UK & World News
Ex-Gangster's Manchester Gun Crime Warning
A former gang member has warned the recession could lead to an increase in gun crime on the streets of Britain.
Warren Williams, 46, was a member of a gang in Moss Side, Manchester, in the 1990s before being jailed for drugs and firearms offences.
"The climate's kind of gone back to the way it was," he warned.
"When gangs really took off in Manchester there was a recession then, and there's a recession now and I think the same mentality, the same ingredients are there now."
Now a youth worker and mentor with Manchester's Community Change Foundation, he says social deprivation can lead youngsters into gangs where they gain what he called "a sense of belonging, a sense of purpose".
The crime wave of the 1980s and 1990s which led to Manchester being dubbed "Gunchester" was widely linked to drugs and deprivation.
In 1996 alone, 16 people were shot in Manchester and four of them died.
The police responded with new methods including working with other agencies to tackle underlying problems and improving community relations.
Matt Gallagher, a front-line inspector with Greater Manchester Police in the 1990s, said gun crime was brought under control by engaging with the people it affected.
"The initial response was high-profile policing and trying to target the various key ringleaders," he recalled.
"But eventually it was found that there was much more to be had from engaging with the community.

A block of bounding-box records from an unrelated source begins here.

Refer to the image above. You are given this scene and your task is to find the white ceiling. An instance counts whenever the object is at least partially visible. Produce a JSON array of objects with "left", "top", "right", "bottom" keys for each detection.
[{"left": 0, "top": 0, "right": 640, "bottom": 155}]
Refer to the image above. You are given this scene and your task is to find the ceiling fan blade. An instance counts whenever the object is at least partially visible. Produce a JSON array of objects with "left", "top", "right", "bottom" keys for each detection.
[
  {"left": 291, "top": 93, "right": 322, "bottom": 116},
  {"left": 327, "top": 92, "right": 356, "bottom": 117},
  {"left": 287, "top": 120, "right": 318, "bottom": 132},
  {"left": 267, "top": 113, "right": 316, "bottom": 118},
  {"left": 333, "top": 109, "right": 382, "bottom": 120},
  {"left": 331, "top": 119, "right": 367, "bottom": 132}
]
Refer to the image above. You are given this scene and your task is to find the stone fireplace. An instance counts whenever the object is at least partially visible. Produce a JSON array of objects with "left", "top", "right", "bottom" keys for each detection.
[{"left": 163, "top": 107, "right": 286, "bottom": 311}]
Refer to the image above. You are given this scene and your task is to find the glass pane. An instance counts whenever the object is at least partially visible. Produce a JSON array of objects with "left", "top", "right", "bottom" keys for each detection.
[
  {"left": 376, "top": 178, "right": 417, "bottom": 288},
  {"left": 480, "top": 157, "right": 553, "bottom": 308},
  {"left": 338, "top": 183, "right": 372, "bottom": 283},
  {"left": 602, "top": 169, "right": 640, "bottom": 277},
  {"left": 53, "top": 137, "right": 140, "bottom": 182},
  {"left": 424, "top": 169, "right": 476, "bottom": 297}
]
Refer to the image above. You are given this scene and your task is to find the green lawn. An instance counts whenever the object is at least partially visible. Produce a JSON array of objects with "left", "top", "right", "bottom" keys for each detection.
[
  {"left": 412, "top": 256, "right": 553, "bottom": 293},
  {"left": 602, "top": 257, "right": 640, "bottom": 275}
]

We began to get a flow of information back from the people who were affected and that eventually led to success."
The murder of student Anuj Bidve, in Ordsall Lane, Salford, on Boxing Day last year, was a stark reminder that gun crime in deprived areas of Manchester is still a reality.
It was said that Kiaran Stapleton, the 19-year-old who shot him in the head, wanted nothing more than status - closely linked to the sense of belonging and purpose that Warren Williams sees would-be gang members striving for.